Da decenni, da almeno tre a questa parte, non c’ è più, nel “discorso pubblico” del nostro Paese, nessuna voce di respiro politico, che rimandi ad una concezione cristiana della vita e della storia.
Voci isolate, appelli, esortazioni generose, attestazioni di buona volontà e speranze, ma nulla di sostanziale, di strutturato ed organico in termini di complessiva visione politica, di programma, di indicazione delle priorità su cui concentrare l’impegno dell’intero Paese.
Perorazioni sociali sicuramente accorate e sincere, approfondimenti culturali, richiami alla coscienza ed anche alla dimensione spirituale dell’impegno politico, ma tutto si trattiene al di qua, nello spazio del “pre-politico”, qualunque esso cosa voglia dire.
È come se i cattolici per primi, a fronte di un mondo inquieto, non avessero più fiducia in quel tanto di profetico che una visione cristiana reca pur sempre con sé, tale da poter essere tradotto, con la necessaria fatica ed altrettanta prudenza, anche sul piano dell’ azione politica. Quasi pensassero che con la politica si sono scottati una volta le mani, nel lungo decorso della Prima repubblica, per cui istintivamente si ritraggono.

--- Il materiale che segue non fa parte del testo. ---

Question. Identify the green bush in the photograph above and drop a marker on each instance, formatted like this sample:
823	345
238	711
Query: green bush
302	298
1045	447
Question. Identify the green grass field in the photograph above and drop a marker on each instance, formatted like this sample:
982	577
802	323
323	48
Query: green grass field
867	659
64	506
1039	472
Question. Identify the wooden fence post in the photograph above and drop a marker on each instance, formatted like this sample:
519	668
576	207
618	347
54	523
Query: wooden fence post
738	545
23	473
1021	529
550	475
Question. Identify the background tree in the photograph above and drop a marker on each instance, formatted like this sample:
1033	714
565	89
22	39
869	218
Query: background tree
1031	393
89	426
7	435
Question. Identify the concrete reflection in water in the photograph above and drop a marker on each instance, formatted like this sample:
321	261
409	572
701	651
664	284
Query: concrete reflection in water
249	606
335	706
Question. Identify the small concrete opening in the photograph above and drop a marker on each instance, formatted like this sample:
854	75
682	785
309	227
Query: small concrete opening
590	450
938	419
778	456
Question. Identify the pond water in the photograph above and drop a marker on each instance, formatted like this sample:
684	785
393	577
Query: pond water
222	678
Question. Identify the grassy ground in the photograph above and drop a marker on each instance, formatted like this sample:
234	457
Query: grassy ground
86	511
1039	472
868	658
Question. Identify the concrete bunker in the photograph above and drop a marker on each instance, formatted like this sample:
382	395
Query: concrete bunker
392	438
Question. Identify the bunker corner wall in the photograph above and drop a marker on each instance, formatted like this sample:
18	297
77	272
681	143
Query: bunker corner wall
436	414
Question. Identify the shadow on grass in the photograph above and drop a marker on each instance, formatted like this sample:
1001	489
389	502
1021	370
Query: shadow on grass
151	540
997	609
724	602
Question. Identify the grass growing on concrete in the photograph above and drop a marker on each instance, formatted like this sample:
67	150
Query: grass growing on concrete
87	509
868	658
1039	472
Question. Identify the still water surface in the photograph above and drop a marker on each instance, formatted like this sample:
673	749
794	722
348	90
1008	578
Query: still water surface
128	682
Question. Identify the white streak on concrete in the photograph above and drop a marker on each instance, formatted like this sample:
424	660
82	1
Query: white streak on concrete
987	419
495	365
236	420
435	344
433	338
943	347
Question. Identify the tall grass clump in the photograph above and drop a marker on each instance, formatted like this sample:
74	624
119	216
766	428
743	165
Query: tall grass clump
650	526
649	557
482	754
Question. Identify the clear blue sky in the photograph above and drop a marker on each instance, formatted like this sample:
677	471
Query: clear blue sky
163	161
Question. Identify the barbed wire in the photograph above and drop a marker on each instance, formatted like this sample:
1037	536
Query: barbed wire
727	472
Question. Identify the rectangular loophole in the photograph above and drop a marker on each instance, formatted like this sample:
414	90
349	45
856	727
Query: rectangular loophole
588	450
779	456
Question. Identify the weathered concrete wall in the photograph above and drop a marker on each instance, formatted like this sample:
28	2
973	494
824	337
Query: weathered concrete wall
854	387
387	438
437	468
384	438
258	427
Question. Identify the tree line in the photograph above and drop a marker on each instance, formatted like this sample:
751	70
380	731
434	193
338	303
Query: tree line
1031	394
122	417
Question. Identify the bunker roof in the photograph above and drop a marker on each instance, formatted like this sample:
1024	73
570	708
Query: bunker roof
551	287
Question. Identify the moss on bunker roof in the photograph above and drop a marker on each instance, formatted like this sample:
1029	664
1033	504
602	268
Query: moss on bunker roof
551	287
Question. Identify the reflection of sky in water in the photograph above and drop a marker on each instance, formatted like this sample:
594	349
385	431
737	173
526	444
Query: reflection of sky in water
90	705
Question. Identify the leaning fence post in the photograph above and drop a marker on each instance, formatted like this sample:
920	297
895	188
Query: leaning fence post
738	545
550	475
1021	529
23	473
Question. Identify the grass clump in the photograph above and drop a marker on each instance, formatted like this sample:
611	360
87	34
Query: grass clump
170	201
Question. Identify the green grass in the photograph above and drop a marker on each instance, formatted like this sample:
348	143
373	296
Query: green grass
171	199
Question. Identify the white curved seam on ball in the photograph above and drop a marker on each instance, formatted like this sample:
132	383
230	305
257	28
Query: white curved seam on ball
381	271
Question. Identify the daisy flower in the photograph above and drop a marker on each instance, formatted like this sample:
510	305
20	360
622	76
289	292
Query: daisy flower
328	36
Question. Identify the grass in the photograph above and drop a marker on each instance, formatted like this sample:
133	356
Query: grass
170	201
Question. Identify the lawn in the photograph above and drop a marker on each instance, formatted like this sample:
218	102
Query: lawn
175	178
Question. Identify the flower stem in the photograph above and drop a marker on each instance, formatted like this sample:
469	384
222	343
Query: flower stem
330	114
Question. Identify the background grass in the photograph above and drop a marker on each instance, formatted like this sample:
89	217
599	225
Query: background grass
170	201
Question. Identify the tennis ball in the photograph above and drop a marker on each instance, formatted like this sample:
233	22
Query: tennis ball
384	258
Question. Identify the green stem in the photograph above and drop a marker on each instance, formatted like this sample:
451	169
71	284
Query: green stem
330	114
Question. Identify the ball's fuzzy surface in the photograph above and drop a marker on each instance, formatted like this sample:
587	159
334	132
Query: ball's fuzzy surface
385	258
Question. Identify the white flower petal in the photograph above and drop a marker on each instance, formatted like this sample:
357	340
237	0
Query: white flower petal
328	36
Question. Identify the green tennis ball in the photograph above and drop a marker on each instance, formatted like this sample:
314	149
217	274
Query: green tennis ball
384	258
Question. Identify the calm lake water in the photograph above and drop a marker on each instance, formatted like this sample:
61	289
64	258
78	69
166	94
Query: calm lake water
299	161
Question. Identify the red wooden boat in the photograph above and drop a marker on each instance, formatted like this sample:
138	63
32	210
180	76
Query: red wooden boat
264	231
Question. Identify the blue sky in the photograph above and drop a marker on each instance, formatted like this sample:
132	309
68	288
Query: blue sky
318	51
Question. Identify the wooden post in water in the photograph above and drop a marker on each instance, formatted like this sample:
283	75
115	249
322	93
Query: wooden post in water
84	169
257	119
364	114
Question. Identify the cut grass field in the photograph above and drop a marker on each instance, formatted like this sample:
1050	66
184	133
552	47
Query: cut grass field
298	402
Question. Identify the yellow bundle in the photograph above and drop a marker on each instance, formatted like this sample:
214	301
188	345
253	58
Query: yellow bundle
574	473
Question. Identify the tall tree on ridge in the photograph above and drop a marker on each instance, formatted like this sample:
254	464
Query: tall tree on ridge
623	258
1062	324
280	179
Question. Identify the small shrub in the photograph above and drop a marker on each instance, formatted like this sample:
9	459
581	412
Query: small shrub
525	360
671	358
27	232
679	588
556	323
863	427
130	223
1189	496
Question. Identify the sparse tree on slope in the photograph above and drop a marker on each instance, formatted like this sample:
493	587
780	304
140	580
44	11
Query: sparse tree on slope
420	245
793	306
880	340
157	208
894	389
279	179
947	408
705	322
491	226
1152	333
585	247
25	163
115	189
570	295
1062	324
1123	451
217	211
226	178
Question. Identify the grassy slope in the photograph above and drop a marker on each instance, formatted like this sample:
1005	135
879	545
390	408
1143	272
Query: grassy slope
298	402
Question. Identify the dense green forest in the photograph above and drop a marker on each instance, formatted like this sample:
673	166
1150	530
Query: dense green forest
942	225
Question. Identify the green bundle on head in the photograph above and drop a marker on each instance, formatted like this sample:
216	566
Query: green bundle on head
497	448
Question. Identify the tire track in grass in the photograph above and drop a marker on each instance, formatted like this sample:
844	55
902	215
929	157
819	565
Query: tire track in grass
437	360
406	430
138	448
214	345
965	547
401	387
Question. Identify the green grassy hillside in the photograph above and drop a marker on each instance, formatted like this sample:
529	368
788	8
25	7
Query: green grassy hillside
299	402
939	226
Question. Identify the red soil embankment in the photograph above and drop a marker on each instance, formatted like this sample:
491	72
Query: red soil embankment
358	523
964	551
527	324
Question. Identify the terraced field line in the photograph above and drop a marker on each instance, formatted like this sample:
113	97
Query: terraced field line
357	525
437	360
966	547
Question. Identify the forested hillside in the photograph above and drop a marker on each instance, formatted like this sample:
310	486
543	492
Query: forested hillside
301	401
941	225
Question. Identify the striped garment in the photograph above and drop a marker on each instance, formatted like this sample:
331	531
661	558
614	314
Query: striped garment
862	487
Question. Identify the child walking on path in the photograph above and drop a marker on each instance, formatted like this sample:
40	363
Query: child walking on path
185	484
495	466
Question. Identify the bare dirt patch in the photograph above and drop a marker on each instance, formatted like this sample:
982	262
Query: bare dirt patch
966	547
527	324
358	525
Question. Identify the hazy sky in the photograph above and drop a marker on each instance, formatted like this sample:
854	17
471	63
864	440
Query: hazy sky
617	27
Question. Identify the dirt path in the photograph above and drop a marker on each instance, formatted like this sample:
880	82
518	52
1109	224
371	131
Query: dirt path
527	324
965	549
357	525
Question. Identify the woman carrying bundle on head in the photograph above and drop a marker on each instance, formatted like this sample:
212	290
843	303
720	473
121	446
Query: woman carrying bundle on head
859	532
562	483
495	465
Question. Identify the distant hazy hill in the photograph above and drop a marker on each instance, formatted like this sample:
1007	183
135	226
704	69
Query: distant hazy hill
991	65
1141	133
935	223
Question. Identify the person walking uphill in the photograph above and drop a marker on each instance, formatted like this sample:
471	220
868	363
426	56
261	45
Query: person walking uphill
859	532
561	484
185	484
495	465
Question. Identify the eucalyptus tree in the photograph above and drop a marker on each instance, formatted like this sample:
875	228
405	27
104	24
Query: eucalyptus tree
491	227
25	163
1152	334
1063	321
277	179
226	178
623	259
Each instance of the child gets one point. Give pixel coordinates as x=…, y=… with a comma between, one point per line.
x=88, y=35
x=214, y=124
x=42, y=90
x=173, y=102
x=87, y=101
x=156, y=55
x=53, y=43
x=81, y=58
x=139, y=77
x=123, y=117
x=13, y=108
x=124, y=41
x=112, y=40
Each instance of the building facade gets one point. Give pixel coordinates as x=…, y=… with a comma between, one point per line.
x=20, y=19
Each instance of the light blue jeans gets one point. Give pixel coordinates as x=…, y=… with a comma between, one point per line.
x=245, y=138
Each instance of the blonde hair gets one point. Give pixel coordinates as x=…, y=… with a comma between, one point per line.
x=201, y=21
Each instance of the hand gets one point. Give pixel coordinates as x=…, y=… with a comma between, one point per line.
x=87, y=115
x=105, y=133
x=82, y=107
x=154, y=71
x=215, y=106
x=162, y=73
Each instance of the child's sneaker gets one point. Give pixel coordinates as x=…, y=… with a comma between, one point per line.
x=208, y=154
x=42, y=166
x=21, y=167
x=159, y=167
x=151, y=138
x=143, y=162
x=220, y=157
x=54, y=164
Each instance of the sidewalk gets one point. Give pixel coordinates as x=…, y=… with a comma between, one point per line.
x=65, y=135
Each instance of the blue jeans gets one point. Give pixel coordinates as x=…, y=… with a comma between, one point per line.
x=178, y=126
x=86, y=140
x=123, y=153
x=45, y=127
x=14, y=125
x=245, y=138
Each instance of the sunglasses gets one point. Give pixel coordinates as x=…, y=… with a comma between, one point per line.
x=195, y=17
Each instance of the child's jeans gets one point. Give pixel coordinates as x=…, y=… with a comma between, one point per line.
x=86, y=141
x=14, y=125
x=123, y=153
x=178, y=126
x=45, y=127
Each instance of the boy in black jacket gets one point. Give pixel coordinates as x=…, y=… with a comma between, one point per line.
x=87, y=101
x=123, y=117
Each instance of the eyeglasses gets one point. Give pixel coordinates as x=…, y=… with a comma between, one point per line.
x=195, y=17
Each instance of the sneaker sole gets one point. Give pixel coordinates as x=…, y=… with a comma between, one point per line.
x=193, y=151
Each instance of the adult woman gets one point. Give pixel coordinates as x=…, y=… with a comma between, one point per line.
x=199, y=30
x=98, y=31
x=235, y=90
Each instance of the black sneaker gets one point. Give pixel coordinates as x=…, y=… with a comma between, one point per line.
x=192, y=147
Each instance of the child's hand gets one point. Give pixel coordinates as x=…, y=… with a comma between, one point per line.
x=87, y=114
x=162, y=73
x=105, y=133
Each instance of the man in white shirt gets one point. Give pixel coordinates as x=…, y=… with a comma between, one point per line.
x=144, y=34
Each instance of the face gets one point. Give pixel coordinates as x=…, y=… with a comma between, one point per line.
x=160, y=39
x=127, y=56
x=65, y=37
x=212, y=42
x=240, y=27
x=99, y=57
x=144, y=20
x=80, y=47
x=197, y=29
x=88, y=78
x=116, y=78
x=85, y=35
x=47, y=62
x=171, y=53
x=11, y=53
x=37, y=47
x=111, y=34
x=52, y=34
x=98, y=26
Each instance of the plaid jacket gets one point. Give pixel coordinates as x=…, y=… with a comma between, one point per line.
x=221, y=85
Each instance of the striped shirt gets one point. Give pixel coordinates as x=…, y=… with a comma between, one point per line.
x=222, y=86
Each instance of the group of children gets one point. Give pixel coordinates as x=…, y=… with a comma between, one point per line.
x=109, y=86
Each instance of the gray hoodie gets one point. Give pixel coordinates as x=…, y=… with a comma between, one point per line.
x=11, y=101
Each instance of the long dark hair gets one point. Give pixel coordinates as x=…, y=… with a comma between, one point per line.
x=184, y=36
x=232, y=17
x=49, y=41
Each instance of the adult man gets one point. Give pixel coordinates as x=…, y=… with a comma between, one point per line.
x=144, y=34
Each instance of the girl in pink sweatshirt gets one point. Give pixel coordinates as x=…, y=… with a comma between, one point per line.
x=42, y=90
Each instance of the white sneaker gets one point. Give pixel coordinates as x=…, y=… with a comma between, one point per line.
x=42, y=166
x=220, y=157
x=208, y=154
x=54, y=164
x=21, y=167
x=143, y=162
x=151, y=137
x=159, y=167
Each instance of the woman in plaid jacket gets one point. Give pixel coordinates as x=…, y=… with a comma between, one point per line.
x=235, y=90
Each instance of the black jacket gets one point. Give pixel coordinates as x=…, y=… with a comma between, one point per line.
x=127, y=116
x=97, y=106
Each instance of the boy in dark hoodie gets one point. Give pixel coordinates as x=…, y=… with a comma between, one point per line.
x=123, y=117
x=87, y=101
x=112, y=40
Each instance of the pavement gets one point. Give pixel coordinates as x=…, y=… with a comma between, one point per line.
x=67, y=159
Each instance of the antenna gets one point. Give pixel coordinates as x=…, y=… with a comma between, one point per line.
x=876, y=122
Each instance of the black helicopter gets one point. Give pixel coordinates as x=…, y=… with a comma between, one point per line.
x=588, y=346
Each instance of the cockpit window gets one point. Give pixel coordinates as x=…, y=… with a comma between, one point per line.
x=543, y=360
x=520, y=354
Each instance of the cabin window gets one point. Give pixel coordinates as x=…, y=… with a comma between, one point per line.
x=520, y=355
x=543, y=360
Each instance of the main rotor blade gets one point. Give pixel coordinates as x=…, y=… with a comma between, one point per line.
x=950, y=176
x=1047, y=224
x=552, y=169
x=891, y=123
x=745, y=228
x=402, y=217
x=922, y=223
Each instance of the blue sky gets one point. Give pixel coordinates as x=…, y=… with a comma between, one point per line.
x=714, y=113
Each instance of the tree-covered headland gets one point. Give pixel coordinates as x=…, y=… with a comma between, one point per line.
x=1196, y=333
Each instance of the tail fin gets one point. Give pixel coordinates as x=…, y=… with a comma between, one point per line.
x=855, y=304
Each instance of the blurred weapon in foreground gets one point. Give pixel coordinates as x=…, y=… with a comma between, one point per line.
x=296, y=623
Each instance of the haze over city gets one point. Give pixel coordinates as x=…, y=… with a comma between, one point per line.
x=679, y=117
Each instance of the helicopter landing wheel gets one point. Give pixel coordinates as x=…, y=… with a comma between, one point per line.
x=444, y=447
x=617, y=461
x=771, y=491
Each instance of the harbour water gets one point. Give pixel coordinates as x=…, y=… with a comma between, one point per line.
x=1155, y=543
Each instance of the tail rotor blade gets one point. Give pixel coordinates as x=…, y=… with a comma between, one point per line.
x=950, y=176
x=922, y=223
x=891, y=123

C’è fors’anche un pizzico di ignavia ed un po’ di cinismo e di rassegnata indifferenza. Una ritrosia a mettersi in gioco, quasi che si pensi che la politica sia davvero, per forza di cose, se non “sporca”, come molti ritengono, comunque tale da insidiare e compromettere il patrimonio di illibata coscienza che molte “anime belle” custodiscono anche come pulpito da cui scaglia o la loro severa condanna sui “politicanti”. E questa dev’essere una cosa che fa sentire taluni innocenti ed in pace con sé stessi.
Dopo la scomparsa della Democrazia Cristiana, per la verità, i cattolici c’hanno provato, ma si è trattato, più che altro, di tattiche di sopravvivenza di gruppi dirigenti in ritirata. I quali, non a caso, si sono, in un certo senso, arruolati nella “legione straniera”, cioè di fatto subalterni, dall’una e dall’altra parte, a culture che non erano la loro. Hanno dovuto registrare l’inevitabile fallimento di questa china accomodatizia.
In molti ambienti, peraltro, nel clima di studiata esecrazione della lunga vicenda politica della Democrazia Cristiana, tutto ciò è stato vissuto, anzi vantato, come una sorta di liberazione da un presunto giogo cattolico. Per taluni, retaggio di un’età, se non oscura, comunque lontana dalle luminarie di un magnifico e progressivo, solare destino riservato all’ineluttabile progresso dell’umanità. Un progresso necessario, cioè, è di per sé inscritto nell’ordine naturale delle cose, di fatto automatico ed inarrestabile, capace di farsi da sé, in ragione di una virtù intrinseca alla storia. La quale, a sua volta, si sviluppa per intero nell’immanenza del quotidiano succedersi degli eventi, lontano da ogni suggestione provvidenzialistica, da ogni allusione a quella dimensione della trascendenza che rappresenterebbe il baco che corrode il pensiero dei cattolici e lo renderebbe storicamente e politicamente inattendibile.
Di questa presuntuosa, in effetti, ingenua e banale impalcatura ideologica non è rimasto che cenere, talche’ – traslato sul piano delle sue derivate di ordine immediatamente politico – un tale percorso è approdato a riconsegnare il Paese ai fascisti e, addirittura, alla loro pretesa di egemonia culturale, destituita, peraltro, di ogni plausibile fondamento.
In altre parole, si comincia ad avvertire i limiti di questa asportazione chirurgica della cultura politica del cattolicesimo democratico e popolare dal corpo dell’ Italia.
Tanto per chiarirci, al di là di ogni possibile equivoco, come su queste pagine è stato detto ad iosa, non si tratta certo di pensare al cosiddetto “partito cattolico” – che, peraltro, come tale, non è mai esistito – ma di tornare a seminare, inaffiare, nutrire e far crescere, custodire con tenacia e pazienza un seme di ispirazione cristiana in campo politico. Questo sì . E non per presunti interessi di parte cattolica, ma per il buon governo del Paese.
Una cultura politica guidata non da astratte ossessioni ideologiche, ma dal principio del primato della “persona”, con tutto ciò che ne deve conseguire, è sicuramente il miglior candidato ad orientare gli sviluppi di società aperte come la nostra.